My family will return to England to celebrate my sisters recent marriage. I was thinking of going but know it is not good timing for my little family. Even though I will not be there I have decided to take this time to reflect upon parts of my England home life that mean so much to me. I want to share memories that I want preserved for my children.
I roll over mean to hit snooze but turn off the alarm and then sink deeper into my soft pillow.
Instead of my alarm going off again I am awoken by the pattering feet of a little person running into my room and climbing on my bed. He is now on my head. I am now awake, a little frustrated but a little happy to see a happy face.
I roll out of bed fall down the stairs.
Start on unloading the dishwasher.
My hubby walks down freshly showered (I wonder when I will get to have a shower of my own in the next 24 hours) he makes cereal for himself and Jack.
After unloading the dishwasher I start making two lunches and put them in two different backpacks.
I start to attempt to make my breakfast but now Lucas' awake and needs nourishment so I make him breakfast and then get back to making my breakfast. "I need a drink" I make a drink.
Back to making myself breakfast while encouraging Jack get dressed Lucas is done and is headed my way with his bowl it has dregs of milk left from cereal. He is so proud of himself but trips on his way to me. I start cleaning up milk and comforting Lucas as he cries.

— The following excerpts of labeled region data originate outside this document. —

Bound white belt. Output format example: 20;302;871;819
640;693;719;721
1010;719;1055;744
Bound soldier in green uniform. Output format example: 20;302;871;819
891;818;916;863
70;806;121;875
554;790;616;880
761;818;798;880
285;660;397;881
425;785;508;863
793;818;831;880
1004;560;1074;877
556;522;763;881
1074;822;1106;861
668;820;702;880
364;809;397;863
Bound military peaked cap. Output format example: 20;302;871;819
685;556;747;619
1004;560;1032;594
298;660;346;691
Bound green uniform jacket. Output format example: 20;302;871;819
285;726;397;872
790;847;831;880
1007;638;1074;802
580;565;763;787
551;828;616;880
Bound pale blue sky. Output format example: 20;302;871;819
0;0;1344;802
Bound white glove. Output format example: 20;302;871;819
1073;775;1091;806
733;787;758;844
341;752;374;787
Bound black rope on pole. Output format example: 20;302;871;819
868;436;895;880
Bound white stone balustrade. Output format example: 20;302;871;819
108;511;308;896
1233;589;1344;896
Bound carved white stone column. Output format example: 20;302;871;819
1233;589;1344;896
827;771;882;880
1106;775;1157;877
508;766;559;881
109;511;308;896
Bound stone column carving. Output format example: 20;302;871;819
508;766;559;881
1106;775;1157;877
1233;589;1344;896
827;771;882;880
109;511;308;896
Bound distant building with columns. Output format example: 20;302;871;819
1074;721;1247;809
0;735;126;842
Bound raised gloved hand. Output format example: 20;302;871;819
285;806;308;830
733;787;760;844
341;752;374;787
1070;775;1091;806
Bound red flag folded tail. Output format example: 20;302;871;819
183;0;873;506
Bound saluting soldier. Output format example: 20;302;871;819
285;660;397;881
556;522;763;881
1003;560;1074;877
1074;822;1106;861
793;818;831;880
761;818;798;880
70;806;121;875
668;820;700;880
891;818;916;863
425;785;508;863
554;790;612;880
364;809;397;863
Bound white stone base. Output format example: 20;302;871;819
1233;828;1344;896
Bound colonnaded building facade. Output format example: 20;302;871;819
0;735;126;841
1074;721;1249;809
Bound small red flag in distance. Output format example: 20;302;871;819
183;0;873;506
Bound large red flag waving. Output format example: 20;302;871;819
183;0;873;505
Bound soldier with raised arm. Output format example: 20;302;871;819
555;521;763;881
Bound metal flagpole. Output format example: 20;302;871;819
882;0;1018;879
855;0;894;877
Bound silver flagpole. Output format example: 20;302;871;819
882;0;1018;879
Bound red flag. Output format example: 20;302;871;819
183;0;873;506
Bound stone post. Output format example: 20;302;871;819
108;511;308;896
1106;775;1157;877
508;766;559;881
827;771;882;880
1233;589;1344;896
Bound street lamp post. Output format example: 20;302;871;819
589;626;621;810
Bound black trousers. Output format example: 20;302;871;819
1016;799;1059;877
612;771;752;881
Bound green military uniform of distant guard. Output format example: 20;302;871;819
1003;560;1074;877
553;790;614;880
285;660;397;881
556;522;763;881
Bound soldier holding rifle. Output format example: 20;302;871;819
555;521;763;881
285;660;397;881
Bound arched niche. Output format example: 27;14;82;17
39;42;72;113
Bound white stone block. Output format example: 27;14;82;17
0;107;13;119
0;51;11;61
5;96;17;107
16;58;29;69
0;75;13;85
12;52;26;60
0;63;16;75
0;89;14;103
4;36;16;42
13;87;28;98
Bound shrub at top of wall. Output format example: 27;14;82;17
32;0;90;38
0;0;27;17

Now Jack needs me to sign his reading folder; why didn't I do this last night? I sign and then head upstairs to get Lucas dressed. He doesn't want to wear anything but his pajamas we have a discussion/debate for the next 10 minutes.
Finally Lucas is dressed. I take a deep breath and encourage him to clean his teeth. Why is cleaning teeth such a miserable event? It takes a lot longer that I hoped. Now I HAVE to get dressed. I ask jack to look at the time; it's 7:37 my heart starts pounding in my chest. I scramble to get dressed and skip making my bed knowing I will regret that later.
I start calling the kids "5 minutes!! I will do the chickens and then we need to get in the car."
I put my hiking boots on and head outside. I crunch through the snow feed the chickens and then get their water, head inside, clean it and fill it up. I look at Lucas as I fill the water up and notice he has taken off his shoes, URG! "Jack" I yell he comes in complaining he cant find his lunch. My blood is really pumping now, "Hang on!" I say in a tone that doesn't help.
Back outside put the water in the chicken coop and head back in. I now have to take off my boots and with Jack look for the pack lunch. Reagan has stolen it! "Have you looks up under my bed? in the office? Hurry we are going to be late" Why did I say that? Now he is disabled in fear of being late. Now Jack is rolling on the floor freaking out about being late and not even giving a thought to looking for his Lunch.
I try to calm down and help Jack be productive...Why am I not better at this?
Finally Jack has decided to look. The lunch sack is found empty in the office under the desk. I start making a new lunch while Jack grabs our dog and puts her in her cage while yelling at her. I see myself and feel foolish for teaching my child how to NOT express himself.
New lunch put in his back, put Lucas' shoes on and hurry them out of the door. I strap Lucas in his seat he realizes he forgot his backpack I tell him he will just have to do without and the crying commences. Where are my keys??? I run back and pray that my keys are where they are supposed to be, they are, a silent prayer is said. I get back in the car and reverse out of the driveway.
Amazingly we get there just before the bell rings.
Both boys are in school and I sit and wait in the car and BREATH.